Однако полностью это покушение не удалось. И не удалось именно в экономической сфере. Безобразовцам удалось только свалить Витте, и он под ударами кризиса и волн революции, все сильнее раскачивавших корабль самодержавия, бюрократически «расплатился» теперь за все бедствия, которые претерпевал крепостник-аграрий в эпоху, когда его брат-буржуа «мог все» и шел в гору. Безобразовцы не попытались даже выставить собственного кандидата на пост министра финансов. Зато они заметно расстроили аппарат царизма и его налаженную технику, силясь заставить этот аппарат «укрепить полное влияние России в Маньчжурии», т. е. по-прежнему «оградить» Маньчжурию «от иностранцев». В результате «ответственностью» за войну политически расплачивалась как раз клика полукрепостников, с царем во главе. «Вина» за войну, естественно, тогда пала целиком на авантюристов «безобразовской шайки» и царя. А «мирная» дипломатия Витте оставалась тогда в стороне и в тени.

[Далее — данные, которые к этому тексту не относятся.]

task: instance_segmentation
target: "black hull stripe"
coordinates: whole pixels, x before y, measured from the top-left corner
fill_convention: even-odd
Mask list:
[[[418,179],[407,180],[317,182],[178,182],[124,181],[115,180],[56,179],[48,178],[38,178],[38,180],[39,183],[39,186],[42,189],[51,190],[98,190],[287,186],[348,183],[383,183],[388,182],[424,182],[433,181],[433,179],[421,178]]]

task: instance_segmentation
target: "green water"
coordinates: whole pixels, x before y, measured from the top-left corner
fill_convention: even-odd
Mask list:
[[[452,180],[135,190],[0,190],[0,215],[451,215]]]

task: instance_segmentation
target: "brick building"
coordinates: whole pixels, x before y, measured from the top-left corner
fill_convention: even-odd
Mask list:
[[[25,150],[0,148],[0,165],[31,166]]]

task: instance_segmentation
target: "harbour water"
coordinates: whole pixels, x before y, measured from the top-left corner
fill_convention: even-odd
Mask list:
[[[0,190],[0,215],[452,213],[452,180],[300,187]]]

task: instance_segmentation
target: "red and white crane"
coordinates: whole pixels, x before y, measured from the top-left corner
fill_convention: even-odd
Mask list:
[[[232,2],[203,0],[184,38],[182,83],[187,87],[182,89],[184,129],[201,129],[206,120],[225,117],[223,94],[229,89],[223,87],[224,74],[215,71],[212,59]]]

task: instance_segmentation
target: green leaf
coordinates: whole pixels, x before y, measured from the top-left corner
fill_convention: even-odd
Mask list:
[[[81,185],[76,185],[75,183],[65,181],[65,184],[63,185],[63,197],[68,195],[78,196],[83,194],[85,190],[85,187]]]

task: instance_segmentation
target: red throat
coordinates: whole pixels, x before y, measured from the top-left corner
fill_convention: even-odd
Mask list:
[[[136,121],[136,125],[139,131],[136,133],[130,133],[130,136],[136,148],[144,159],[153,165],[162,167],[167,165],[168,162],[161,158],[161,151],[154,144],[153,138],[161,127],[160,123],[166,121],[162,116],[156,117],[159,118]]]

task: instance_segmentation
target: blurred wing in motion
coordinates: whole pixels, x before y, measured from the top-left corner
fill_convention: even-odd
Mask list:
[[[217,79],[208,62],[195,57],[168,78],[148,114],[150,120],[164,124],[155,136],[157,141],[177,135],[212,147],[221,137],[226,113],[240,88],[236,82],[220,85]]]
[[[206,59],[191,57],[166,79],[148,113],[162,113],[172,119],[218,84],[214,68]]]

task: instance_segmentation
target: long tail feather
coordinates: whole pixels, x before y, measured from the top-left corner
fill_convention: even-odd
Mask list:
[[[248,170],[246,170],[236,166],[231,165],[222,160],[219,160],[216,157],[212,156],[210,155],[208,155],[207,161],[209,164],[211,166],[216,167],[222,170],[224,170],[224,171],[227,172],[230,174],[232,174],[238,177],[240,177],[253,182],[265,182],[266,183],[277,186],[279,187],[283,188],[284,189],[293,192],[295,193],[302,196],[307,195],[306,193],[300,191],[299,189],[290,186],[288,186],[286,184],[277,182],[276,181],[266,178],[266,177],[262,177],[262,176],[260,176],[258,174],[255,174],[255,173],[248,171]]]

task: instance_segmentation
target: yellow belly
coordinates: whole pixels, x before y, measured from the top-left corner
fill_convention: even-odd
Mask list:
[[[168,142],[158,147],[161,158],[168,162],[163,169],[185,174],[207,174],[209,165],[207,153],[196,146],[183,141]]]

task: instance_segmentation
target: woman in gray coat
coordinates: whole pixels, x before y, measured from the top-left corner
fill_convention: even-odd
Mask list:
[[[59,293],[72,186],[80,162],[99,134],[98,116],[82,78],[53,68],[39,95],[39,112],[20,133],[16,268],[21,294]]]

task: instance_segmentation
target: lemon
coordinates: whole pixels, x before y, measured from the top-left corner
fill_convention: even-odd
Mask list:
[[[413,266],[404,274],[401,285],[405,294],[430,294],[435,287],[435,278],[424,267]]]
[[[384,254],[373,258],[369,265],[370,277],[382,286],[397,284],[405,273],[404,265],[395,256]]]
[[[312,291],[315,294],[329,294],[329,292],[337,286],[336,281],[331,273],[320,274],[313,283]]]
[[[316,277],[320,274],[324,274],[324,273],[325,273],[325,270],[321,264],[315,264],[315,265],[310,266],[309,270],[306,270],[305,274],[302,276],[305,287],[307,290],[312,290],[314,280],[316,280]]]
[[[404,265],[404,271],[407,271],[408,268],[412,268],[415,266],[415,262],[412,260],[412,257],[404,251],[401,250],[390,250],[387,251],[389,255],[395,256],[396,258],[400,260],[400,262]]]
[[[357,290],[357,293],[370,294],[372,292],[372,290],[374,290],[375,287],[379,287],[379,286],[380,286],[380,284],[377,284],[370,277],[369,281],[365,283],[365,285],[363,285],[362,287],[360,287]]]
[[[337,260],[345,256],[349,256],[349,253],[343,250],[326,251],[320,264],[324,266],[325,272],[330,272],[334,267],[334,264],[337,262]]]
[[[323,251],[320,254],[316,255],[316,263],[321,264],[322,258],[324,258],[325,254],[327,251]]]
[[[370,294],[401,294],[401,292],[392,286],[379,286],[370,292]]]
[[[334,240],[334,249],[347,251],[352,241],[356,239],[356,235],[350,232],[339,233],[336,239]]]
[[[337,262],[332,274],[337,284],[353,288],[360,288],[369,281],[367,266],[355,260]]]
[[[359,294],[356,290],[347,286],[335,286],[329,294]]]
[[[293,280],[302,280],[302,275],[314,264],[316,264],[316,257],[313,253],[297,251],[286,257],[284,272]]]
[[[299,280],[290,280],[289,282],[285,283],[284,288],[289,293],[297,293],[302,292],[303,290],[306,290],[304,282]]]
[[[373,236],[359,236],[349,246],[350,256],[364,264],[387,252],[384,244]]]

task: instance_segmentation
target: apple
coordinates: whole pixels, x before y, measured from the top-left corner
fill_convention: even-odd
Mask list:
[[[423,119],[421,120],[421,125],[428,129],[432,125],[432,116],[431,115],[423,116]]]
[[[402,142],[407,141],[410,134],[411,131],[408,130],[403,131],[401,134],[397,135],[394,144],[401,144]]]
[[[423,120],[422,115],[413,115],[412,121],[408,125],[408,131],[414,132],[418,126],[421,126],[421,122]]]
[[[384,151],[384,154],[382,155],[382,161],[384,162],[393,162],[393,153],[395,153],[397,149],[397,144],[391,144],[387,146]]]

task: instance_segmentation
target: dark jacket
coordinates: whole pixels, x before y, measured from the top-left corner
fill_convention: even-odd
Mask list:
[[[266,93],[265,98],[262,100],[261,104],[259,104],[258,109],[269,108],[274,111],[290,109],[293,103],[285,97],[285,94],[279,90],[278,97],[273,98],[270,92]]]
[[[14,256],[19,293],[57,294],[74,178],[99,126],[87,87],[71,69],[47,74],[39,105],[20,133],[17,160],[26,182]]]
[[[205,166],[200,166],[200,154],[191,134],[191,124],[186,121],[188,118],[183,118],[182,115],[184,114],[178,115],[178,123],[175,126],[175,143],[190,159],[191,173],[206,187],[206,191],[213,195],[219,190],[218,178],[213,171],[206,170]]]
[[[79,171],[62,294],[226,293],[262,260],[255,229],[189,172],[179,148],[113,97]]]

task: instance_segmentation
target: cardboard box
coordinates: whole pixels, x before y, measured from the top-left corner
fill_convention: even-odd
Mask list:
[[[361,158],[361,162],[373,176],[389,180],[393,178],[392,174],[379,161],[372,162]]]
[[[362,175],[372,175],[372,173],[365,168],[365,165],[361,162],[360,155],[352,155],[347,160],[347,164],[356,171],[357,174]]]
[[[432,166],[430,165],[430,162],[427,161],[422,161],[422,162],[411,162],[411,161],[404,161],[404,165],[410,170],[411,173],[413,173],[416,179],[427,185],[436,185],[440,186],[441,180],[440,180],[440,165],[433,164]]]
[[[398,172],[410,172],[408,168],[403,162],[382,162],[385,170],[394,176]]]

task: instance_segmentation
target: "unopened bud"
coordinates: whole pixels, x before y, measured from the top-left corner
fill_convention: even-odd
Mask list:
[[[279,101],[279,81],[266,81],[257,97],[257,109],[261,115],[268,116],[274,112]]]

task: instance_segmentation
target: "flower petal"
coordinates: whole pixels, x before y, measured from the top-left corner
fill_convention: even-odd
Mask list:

Если бы это было только тогда, в таком случае не стоило бы об этом и упоминать, а тем более останавливаться сколько-нибудь подробно на пресловутом вопросе о «виновниках войны», страстно дебатировавшемся в свое время в кругах и в печати господствующих классов России. Однако такая трактовка вопроса о «виновниках войны» обнаружила чрезвычайную живучесть и, под пером М. Н. Покровского в 20-х годах, пыталась закрепиться в теоретической сфере, в частности в антиленинской установке о не-империалистическом характере русско-японской войны. Эта последняя установка была связана с так называемой теорией торгового капитализма, в которой «затушевываются» «настоящие, коренные империалистические противоречия двух государств царской России и империалистической Японии».448 Она же сказывалась и в отрицательном решении вопроса о наличия в России класса империалистической буржуазии в афоризме Покровского: «русская буржуазия была еще не империалистична, а царь был у нее империалистический».449 От сюда же и теория «нормального», «естественного» империализма Витте («торгового капитала новой редакции»), при котором «рано или поздно» только «могло» дойти до вооруженного столкновения.450 Та же установка приводила Покровского к фактическому снятию всякой «ответственности» за войну с японского империализма и изображению его, как стороны обороняющейся. Отсюда у Покровского трактовка англо-японского союза, как «одной из мер предосторожности» японского правительства, которое де «уже давно прекрасно понимало, что дело идет к войне» (а не само вело дело к ней, как неоспоримо показывают цифры и факты).451 Таково же, наконец, и оправдание Покровским специфически-разбойничьей черты японского милитаризма, выразившейся в открытии военных действий без объявления войны.452 Как видно из приведенных примеров, старый вопрос о «виновниках войны» связывается с вопросом о движущих силах в русско-японском империалистическом конфликте, а затем и с вопросом об истинном агрессоре, развязавшем войну. И попросту обойти его никак невозможно.
* * *
Известно, например, что Николай и сам, как будто, готов был принять «вину» за войну на себя. Весной 1904 г., когда он «верил» еще в «благополучный исход войны», он говорил генералу Случевскому, уезжавшему на театр военных действий: «я виновник войны».453 Поставить на таком ценном признании точку как нельзя более соответствовало бы в свое время интересам тех банковских и промышленных кругов в России, выразителем которых в аппарате царизма было министерство финансов, будто бы знавшее секрет, как обмануть бдительность английского, японского и американского империализма, не отказываясь от монополии маньчжурского рынка. Зато французские, например, империалистические круги вовсе не так-то спокойно взиравшие на возможность военно-политического ослабления царской России под ударами поражений на театре войны, уже в то время прекрасно отдавали себе отчет, на какой почве произросли семена безобразовщины.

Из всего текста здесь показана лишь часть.